Она не огорчилась, не заплакала, не стала оправдываться, а сказала только:
— Ничего ты не понимаешь!
А потом прибавила:
— Право, ты, Ваня, не стоишь даже того — как я о тебе говорила с Элиодором, когда он стал слегка прохаживаться на твой счет и предостерегать меня насчет нашего будущего брака.
В каких-нибудь два в половиной месяца у нее уже все свойства "жриц искусства", для которых все и вся должны служить средством подниматься выше и выше, до полного апофеоза.
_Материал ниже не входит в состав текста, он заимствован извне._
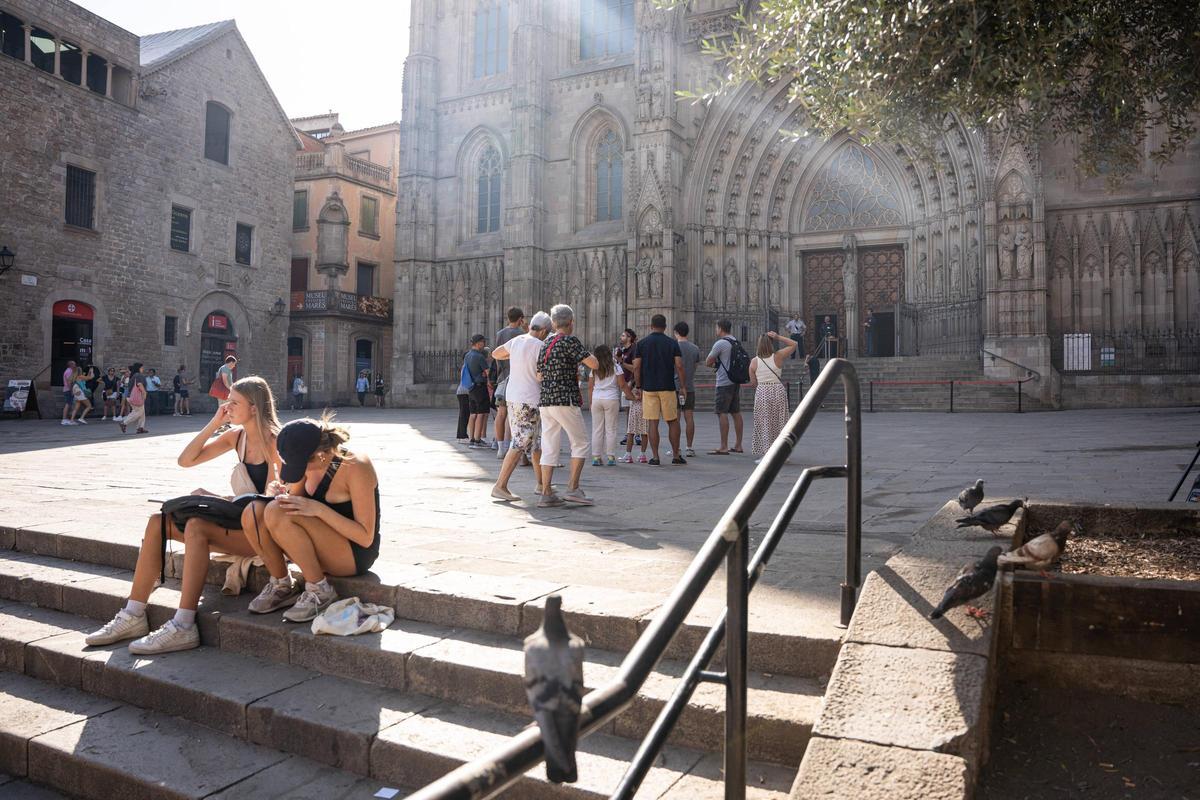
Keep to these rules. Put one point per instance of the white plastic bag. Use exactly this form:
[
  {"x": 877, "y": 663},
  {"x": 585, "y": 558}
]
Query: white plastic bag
[{"x": 349, "y": 617}]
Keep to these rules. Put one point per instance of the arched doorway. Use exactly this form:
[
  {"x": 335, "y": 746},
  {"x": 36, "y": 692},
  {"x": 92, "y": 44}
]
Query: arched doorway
[
  {"x": 217, "y": 341},
  {"x": 71, "y": 336}
]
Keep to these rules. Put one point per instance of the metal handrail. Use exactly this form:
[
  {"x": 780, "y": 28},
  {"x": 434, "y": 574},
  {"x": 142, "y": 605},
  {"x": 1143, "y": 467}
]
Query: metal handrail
[
  {"x": 1029, "y": 371},
  {"x": 730, "y": 541}
]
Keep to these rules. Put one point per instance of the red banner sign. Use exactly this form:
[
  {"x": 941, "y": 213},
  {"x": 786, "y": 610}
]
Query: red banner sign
[{"x": 73, "y": 310}]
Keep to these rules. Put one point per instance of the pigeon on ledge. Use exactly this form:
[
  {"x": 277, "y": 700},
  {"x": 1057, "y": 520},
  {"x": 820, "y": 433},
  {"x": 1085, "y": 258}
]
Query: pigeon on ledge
[
  {"x": 555, "y": 687},
  {"x": 972, "y": 581},
  {"x": 971, "y": 497},
  {"x": 1042, "y": 551},
  {"x": 993, "y": 517}
]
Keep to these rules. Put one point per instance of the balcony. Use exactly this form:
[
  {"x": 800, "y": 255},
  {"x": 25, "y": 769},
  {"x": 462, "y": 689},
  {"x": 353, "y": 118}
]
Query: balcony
[
  {"x": 334, "y": 162},
  {"x": 341, "y": 304}
]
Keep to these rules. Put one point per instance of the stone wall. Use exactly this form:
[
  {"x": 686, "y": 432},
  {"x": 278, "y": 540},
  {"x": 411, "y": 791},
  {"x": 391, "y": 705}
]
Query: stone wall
[{"x": 145, "y": 160}]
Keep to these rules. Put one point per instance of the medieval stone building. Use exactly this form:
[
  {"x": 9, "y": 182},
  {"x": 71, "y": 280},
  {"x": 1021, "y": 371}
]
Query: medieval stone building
[
  {"x": 545, "y": 157},
  {"x": 145, "y": 193}
]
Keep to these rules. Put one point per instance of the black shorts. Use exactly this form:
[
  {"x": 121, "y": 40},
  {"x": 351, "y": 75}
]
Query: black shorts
[
  {"x": 729, "y": 400},
  {"x": 480, "y": 403}
]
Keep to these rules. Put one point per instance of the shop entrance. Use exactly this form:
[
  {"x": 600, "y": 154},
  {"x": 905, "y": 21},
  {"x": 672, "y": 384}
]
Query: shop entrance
[{"x": 71, "y": 335}]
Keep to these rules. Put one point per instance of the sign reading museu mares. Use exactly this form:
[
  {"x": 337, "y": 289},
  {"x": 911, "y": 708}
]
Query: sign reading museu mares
[
  {"x": 546, "y": 157},
  {"x": 149, "y": 197}
]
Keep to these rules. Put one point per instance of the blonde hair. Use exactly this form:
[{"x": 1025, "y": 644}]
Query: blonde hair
[{"x": 258, "y": 394}]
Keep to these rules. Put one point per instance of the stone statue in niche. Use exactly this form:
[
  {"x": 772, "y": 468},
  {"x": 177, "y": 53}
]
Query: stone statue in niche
[
  {"x": 642, "y": 277},
  {"x": 754, "y": 283},
  {"x": 955, "y": 270},
  {"x": 1005, "y": 252},
  {"x": 1024, "y": 241},
  {"x": 939, "y": 274},
  {"x": 708, "y": 286},
  {"x": 774, "y": 286},
  {"x": 732, "y": 283}
]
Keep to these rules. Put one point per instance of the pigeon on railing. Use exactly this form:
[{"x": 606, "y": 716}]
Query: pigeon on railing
[
  {"x": 555, "y": 686},
  {"x": 1042, "y": 551},
  {"x": 993, "y": 517},
  {"x": 971, "y": 497},
  {"x": 973, "y": 579}
]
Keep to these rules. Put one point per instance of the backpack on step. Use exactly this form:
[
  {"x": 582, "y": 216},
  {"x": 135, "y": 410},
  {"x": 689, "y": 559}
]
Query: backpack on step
[{"x": 738, "y": 370}]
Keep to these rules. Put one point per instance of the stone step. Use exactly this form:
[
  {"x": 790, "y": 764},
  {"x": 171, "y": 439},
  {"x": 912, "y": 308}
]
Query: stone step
[
  {"x": 471, "y": 667},
  {"x": 403, "y": 739},
  {"x": 607, "y": 619},
  {"x": 91, "y": 746}
]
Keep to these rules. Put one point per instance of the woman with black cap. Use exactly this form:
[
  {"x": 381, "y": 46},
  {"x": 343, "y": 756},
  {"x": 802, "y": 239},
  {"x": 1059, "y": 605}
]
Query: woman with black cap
[{"x": 328, "y": 522}]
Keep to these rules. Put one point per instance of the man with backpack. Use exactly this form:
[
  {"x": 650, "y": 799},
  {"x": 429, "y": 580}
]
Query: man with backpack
[{"x": 732, "y": 365}]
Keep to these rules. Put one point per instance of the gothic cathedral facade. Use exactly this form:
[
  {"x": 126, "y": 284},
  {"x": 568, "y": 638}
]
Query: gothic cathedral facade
[{"x": 546, "y": 157}]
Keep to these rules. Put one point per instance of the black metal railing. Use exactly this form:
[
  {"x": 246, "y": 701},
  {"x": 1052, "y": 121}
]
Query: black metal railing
[
  {"x": 729, "y": 542},
  {"x": 437, "y": 366},
  {"x": 1127, "y": 352}
]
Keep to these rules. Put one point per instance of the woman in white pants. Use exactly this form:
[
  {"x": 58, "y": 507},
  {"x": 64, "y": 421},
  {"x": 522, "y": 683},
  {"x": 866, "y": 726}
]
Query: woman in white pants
[{"x": 605, "y": 388}]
Что ему было делать? Запретить ей иметь такие tete-a-tete'ы с Элиодором? Она не послушает. Да и с какого права?
Ведь у нее теперь свои дела с Элиодором. Она ему переводит и носит работу на дом — вот и все. Эта работа — только один предлог. Она и сама это прекрасно сознает; но тем лучше. Это в руках ее — лишний козырь.
Элиодор ей платит за труд; она — честная работница. А играя с ним, полегоньку может довести его и до "зеленого змия". Она его не боится — это верно; но если так пойдет, то она может привести его к возложению на себя венца "от камени честна".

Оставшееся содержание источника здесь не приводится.